Public descriptions vary by outlet, but several elements recur across reporting:
- The “Board of Peace” is presented as a Trump-led international initiative, launched around the World Economic Forum in Davos, with an initial mandate tied to Gaza and reconstruction/management concepts that emerged after ceasefire diplomacy. See reporting from NBC News, Reuters, and BBC.
- Membership and structure are controversial. Middle East Eye reports a proposed $1 billion fee for permanent membership and that Trump would chair the body “for life.” Middle East Eye. Other outlets also describe the fee concept and the governance concerns around it. NBC News, Reuters.

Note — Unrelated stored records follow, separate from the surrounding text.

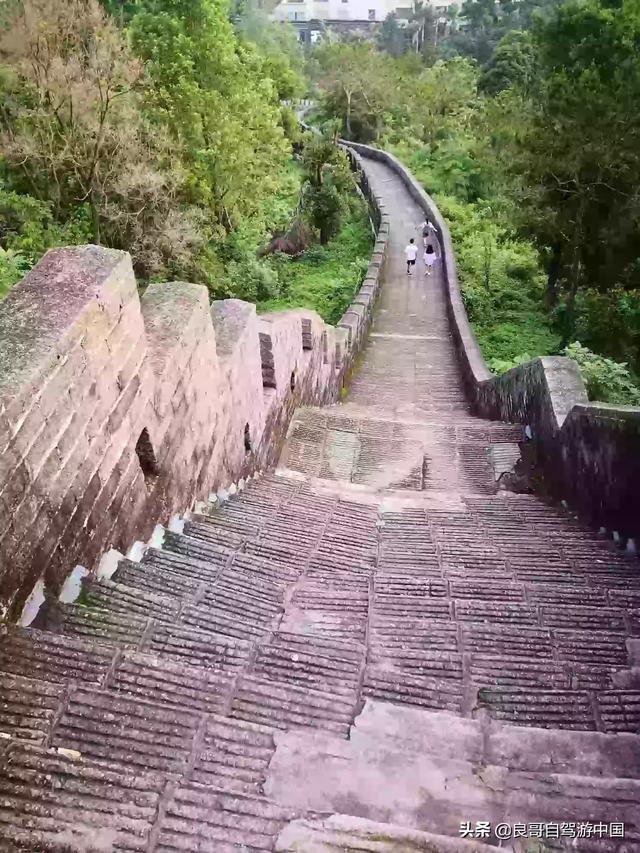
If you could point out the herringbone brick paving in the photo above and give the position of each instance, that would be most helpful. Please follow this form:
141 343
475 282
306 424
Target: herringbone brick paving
377 575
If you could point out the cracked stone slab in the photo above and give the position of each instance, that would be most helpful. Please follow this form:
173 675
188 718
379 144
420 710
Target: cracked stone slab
345 833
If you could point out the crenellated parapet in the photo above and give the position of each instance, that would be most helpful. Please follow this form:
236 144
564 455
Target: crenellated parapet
118 411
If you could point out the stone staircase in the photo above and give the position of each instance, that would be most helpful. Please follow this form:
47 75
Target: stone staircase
414 666
371 648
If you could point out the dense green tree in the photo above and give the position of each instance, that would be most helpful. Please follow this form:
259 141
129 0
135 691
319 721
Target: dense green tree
74 138
580 156
215 96
328 180
359 85
513 64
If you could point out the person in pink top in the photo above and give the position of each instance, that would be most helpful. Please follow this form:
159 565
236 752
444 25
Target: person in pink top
430 258
411 253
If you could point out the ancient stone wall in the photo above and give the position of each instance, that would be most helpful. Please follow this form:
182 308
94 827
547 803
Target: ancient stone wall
589 452
116 411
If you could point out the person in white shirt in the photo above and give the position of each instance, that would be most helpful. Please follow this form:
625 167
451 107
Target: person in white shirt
411 253
428 229
430 258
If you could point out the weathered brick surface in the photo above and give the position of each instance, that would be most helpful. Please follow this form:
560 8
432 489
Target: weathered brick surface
86 366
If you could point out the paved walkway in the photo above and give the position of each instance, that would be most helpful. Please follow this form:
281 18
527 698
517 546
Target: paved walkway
359 652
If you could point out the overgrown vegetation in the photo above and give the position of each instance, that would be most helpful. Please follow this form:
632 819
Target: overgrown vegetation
325 278
157 127
524 127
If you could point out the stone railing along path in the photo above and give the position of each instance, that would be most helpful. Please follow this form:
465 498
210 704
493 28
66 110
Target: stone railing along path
358 651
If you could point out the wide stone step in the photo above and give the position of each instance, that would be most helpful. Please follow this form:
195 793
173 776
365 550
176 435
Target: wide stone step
52 802
433 771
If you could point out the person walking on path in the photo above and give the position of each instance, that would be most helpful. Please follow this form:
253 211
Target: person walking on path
411 253
430 258
428 230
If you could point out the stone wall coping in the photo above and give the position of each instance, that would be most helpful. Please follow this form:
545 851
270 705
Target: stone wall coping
590 452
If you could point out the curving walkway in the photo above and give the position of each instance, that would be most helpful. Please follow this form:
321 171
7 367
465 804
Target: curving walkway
361 651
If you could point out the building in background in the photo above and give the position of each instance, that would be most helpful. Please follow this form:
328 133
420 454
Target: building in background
311 17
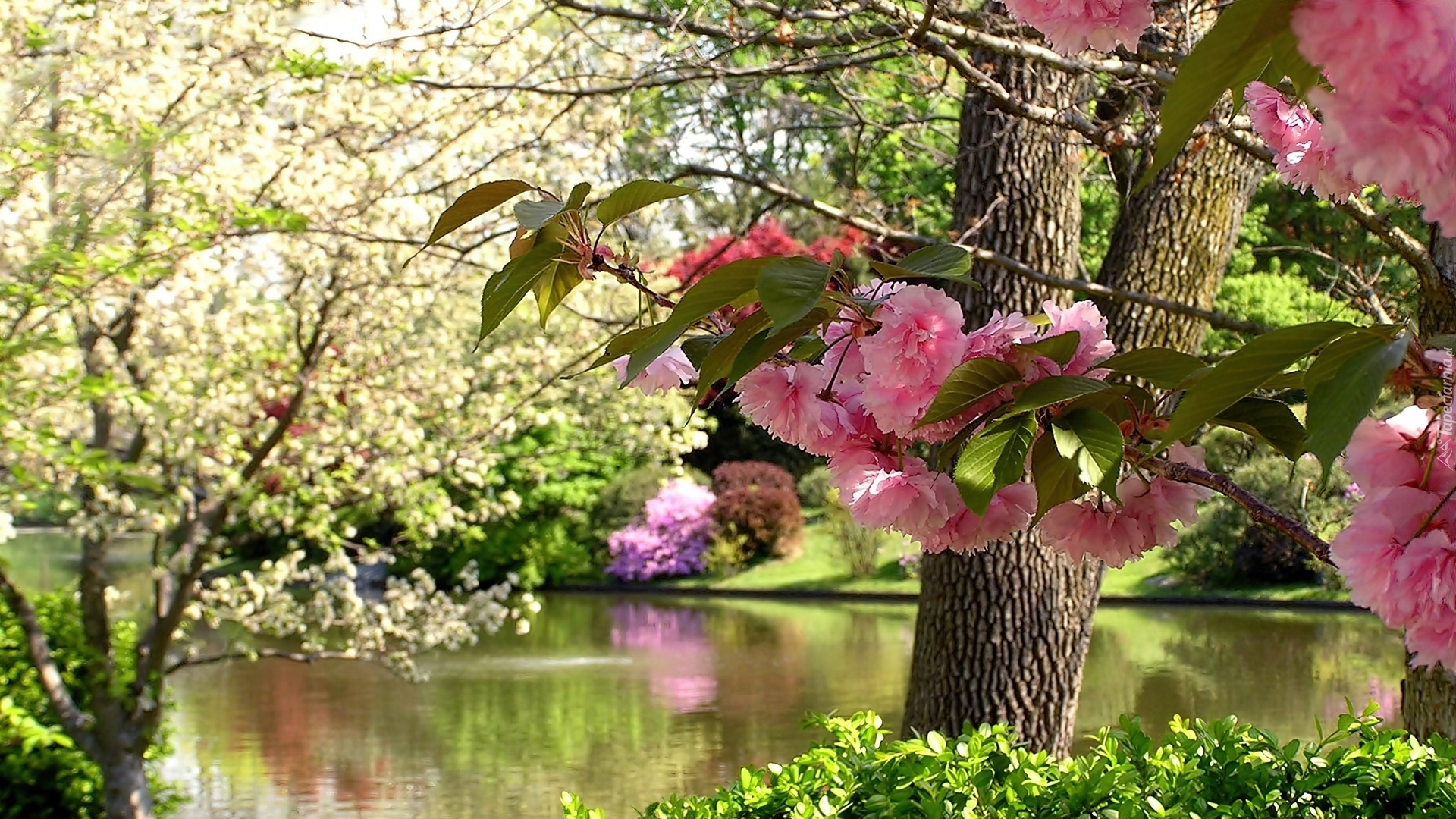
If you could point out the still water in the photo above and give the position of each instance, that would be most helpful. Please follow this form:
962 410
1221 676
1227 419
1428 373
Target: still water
625 698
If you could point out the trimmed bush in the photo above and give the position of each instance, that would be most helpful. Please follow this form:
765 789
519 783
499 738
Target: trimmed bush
814 488
769 518
42 774
1199 770
752 475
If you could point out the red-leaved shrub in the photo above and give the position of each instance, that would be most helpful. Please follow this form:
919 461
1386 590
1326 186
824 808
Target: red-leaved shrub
759 500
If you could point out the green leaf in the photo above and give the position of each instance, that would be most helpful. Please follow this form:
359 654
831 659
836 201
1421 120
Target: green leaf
1340 403
1060 347
506 289
965 385
993 460
1158 366
637 196
1267 420
720 360
756 353
789 287
1238 46
579 196
1056 477
533 216
938 261
473 203
622 344
948 262
698 347
555 286
1242 372
711 293
1288 61
1327 365
808 349
1056 390
1094 442
1293 379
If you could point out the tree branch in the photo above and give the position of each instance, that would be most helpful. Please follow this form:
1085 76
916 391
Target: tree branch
1261 512
259 654
999 260
73 719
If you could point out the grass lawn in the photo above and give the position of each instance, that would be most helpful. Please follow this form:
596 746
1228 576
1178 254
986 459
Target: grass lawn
819 567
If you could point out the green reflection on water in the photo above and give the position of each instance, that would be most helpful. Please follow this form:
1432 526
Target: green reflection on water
626 698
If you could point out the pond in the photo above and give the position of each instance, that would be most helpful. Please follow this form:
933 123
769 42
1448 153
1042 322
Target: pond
625 698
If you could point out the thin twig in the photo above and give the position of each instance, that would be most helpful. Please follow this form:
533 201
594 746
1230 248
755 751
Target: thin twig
1261 512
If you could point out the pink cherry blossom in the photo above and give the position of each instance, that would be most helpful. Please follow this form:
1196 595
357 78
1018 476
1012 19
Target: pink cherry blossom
789 403
996 337
1378 458
1391 118
1293 134
919 337
1375 541
1398 452
1085 529
918 344
1091 327
884 494
1075 25
965 532
664 373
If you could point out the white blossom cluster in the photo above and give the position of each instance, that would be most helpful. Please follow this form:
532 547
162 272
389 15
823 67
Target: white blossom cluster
322 607
204 222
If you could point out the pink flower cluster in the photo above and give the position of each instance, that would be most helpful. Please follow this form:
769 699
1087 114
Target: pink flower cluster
864 403
1119 534
1294 136
664 373
1392 115
1400 550
1075 25
669 539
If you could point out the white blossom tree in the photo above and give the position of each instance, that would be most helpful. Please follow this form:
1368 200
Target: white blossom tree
206 321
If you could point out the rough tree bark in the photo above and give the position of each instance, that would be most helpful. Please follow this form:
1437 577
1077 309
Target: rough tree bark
1002 635
1174 238
1429 695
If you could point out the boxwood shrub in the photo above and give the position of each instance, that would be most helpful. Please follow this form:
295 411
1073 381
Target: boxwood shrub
1199 770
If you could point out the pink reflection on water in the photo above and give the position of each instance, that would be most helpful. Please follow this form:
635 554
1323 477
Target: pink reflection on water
677 651
1385 695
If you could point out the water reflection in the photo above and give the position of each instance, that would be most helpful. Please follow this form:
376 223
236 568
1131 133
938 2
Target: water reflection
626 698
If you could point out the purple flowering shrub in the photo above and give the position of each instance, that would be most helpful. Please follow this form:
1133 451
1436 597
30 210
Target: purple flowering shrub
670 537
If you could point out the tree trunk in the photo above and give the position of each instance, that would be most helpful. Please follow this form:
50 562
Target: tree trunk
1174 240
1002 635
126 787
1429 695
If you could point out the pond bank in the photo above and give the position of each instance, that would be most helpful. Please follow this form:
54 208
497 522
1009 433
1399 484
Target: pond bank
910 596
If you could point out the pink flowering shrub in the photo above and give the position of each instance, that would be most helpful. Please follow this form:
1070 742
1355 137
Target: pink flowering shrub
767 238
1076 25
1400 551
669 539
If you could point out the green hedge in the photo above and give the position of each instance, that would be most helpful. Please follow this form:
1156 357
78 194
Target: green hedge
1199 771
42 776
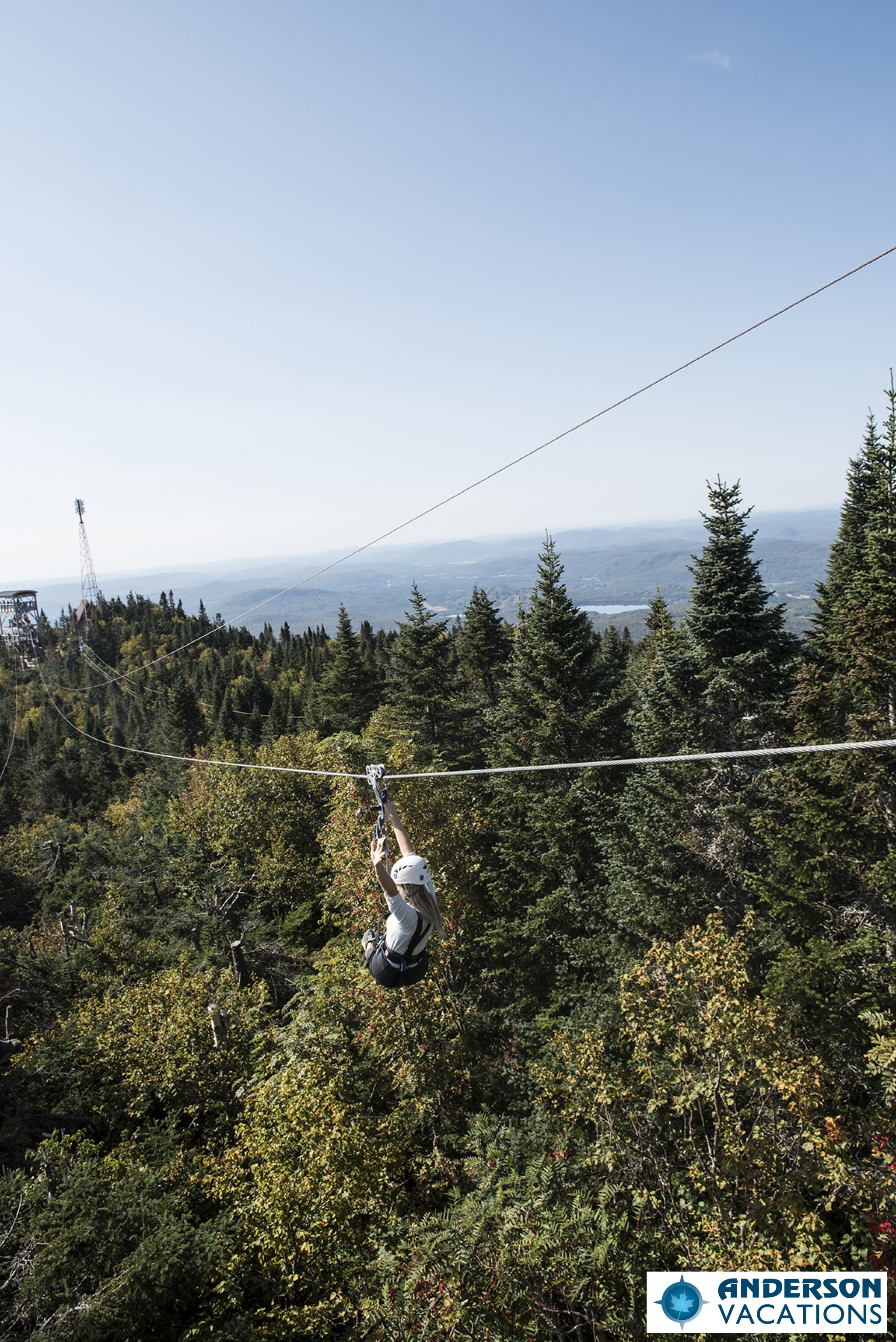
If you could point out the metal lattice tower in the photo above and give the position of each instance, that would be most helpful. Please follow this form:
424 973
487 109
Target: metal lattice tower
21 625
89 590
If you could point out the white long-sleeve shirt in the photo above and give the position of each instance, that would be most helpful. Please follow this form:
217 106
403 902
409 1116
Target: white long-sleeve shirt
402 925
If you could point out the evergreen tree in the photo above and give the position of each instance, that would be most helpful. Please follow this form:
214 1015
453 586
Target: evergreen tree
831 891
686 841
549 710
346 693
746 655
483 647
424 678
541 934
184 720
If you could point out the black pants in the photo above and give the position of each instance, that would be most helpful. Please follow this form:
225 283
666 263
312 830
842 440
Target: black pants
388 976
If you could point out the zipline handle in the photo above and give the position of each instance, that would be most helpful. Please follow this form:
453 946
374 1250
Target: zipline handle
378 779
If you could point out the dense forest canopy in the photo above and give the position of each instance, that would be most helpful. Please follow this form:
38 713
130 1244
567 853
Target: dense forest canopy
660 1032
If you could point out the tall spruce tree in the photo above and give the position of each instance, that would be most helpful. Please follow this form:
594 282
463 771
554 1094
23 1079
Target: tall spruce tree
184 720
346 693
830 894
424 678
686 839
483 647
541 937
748 658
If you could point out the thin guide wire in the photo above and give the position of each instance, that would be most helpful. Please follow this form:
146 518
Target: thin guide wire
508 466
432 776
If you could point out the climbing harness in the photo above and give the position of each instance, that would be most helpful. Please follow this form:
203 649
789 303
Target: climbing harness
391 969
387 967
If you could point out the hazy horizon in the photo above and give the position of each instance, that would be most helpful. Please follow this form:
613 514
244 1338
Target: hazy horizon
281 276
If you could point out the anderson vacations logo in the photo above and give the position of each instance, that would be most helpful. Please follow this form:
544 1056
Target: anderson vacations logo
766 1302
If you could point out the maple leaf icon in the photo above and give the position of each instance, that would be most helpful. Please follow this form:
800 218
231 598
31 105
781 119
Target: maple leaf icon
682 1304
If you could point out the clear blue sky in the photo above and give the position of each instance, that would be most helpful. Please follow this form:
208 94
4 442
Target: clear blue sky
276 274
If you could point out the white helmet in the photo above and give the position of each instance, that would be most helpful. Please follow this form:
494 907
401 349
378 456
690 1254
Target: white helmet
413 871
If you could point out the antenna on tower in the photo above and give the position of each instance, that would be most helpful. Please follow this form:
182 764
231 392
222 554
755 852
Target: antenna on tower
89 588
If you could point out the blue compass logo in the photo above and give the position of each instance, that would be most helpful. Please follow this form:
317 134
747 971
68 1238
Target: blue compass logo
680 1302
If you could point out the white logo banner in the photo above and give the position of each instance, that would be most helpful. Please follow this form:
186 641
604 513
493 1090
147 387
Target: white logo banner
766 1302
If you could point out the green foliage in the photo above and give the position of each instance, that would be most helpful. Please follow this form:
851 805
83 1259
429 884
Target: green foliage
660 1030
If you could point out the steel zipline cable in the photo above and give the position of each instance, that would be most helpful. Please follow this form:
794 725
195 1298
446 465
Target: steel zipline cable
508 466
434 775
15 720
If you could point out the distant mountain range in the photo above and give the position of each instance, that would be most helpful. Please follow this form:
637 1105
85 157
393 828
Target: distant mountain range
606 567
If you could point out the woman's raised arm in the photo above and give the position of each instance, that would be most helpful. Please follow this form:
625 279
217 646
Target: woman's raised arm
403 838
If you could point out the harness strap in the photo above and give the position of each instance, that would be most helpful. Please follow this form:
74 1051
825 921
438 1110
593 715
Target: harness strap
407 963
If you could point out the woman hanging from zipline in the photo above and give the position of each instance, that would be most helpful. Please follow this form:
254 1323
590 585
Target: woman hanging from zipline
399 954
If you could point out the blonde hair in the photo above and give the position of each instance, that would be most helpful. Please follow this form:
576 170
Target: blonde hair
424 902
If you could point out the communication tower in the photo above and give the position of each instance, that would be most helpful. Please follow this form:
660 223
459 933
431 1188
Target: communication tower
89 590
21 625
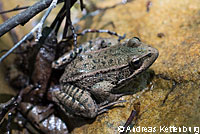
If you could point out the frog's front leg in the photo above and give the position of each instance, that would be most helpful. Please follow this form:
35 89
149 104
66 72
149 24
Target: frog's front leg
75 101
103 91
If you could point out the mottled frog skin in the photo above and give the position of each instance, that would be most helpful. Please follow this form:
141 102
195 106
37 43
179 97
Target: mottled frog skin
92 80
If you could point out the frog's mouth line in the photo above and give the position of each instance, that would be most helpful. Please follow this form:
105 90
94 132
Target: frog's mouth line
146 64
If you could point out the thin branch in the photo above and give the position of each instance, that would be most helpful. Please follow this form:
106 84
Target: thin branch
24 16
14 9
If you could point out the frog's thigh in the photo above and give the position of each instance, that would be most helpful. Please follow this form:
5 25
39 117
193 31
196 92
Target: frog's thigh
102 91
75 101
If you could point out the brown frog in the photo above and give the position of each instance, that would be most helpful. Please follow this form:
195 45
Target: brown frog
93 79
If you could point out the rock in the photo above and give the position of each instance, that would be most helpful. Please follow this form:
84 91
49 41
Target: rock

- The initiative has sparked warnings that it could undercut existing multilateral mechanisms. Middle East Eye reports UN concern about undermining UN work. Middle East Eye.
Who is joining — and who is staying away?
Middle East Eye reports that Egypt, Israel, and Türkiye are in, and that other governments — including Hungary, the United Arab Emirates, and Pakistan — have also accepted, with additional confirmations listed. It also reports that a Turkish official said the first three years of membership would be free of charge for Türkiye. Middle East Eye
Meanwhile, some U.S. partners appear cautious or opposed:
- France’s entourage said it could not give a favorable response “at this stage,” and Norway said it would not participate, per Middle East Eye. Middle East Eye
- Broader reporting has described hesitation and refusals among Western allies, with concerns including legitimacy, Russia’s potential presence, and overlap with existing institutions. The Hill, BBC, Reuters.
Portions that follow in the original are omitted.